32M’udite; dalle mie viscere, o dive,
     Sgorgan le voci mie calde e sincere,
     E voi non fate che d’effetto prive
     Cadan col pianto mio le mie preghiere.
     Misera, ardente, insana in queste rive
     Teseo lasciommi con crudel pensiere;
     E col pensier, con cui da me partia,
     A’ suoi funesto ed a sè stesso ei sia!”

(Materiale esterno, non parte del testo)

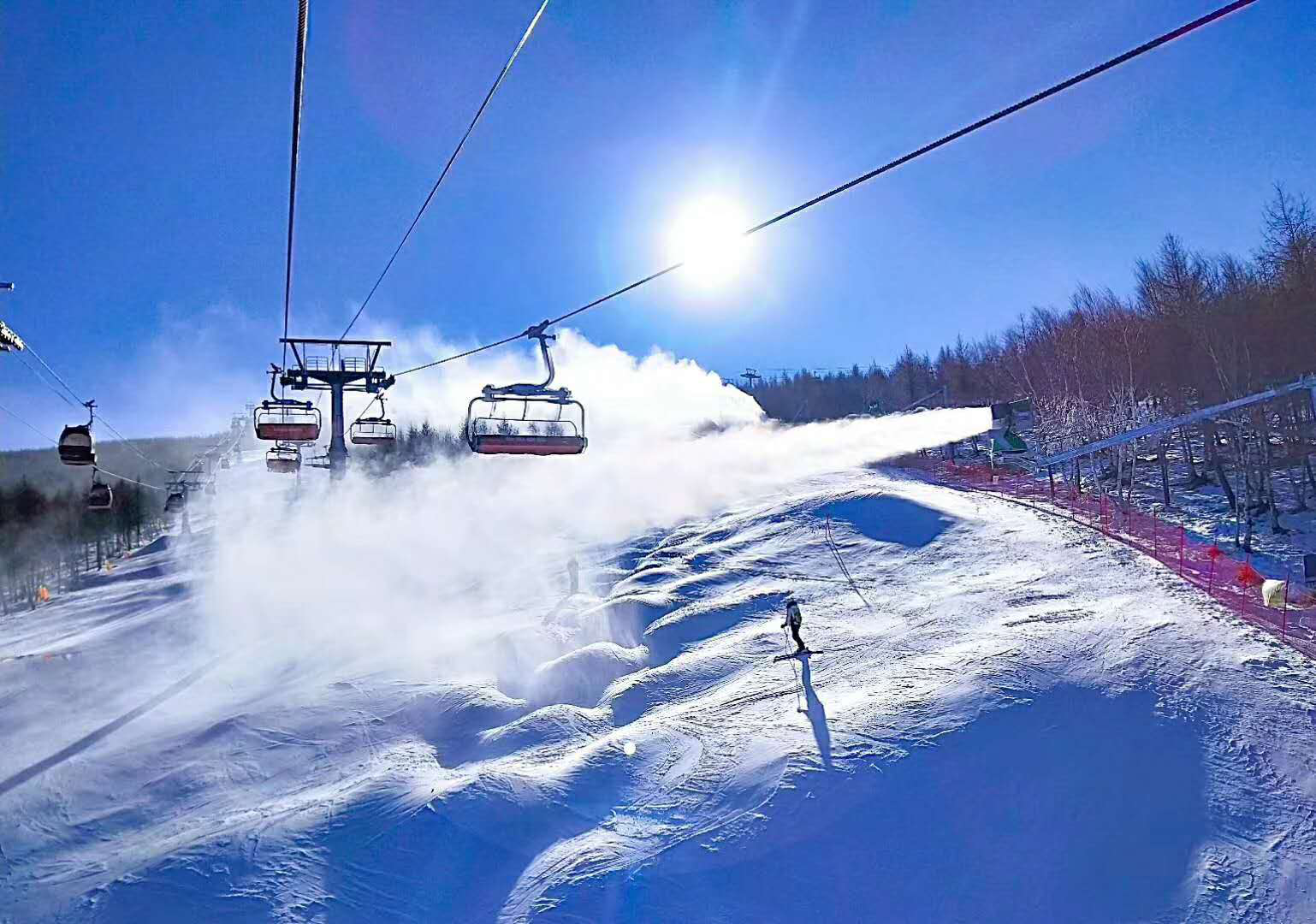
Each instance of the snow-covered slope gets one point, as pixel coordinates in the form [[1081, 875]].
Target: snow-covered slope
[[1017, 721]]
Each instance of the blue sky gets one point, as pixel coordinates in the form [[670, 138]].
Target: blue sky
[[145, 148]]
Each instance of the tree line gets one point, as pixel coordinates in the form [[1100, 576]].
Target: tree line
[[1196, 330], [50, 539]]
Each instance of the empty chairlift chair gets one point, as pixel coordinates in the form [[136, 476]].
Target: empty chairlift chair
[[100, 496], [284, 420], [75, 441], [526, 419], [283, 459], [374, 430]]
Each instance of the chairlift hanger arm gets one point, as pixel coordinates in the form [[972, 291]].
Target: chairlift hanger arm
[[1179, 32]]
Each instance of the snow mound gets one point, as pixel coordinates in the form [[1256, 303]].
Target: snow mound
[[1005, 720]]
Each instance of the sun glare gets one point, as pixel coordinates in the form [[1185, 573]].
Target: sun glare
[[708, 237]]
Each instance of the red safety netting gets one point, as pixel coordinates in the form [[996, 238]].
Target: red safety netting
[[1233, 583]]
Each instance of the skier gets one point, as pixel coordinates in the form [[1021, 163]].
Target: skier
[[794, 619]]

33Poichè dal core addolorato questi
     Detti la donna abbandonata emise,
     E anelando imprecò giorni funesti
     A chi tutte le sue speranze uccise,
     Assentì l’immortal re dei Celesti
     Col cenno invitto, e alla preghiera arrise:
     Tremò la terra al cenno, e gli aspri flutti
     E gli astri e i cieli s’agitaron tutti.

34Di cieca nebbia e d’oblioso errore
     S’avvolse allora di Tesèo la mente,
     Sì che gli avvisi ch’avea fitti in core
     Dileguaron da lui subitamente;
     Nè, i lieti segni alzando al genitore
     Che l’aspettava trepido e dolente,
     Mostrò, che avendo il Minotauro morto,
     Salvo ei tornava all’erittonio porto.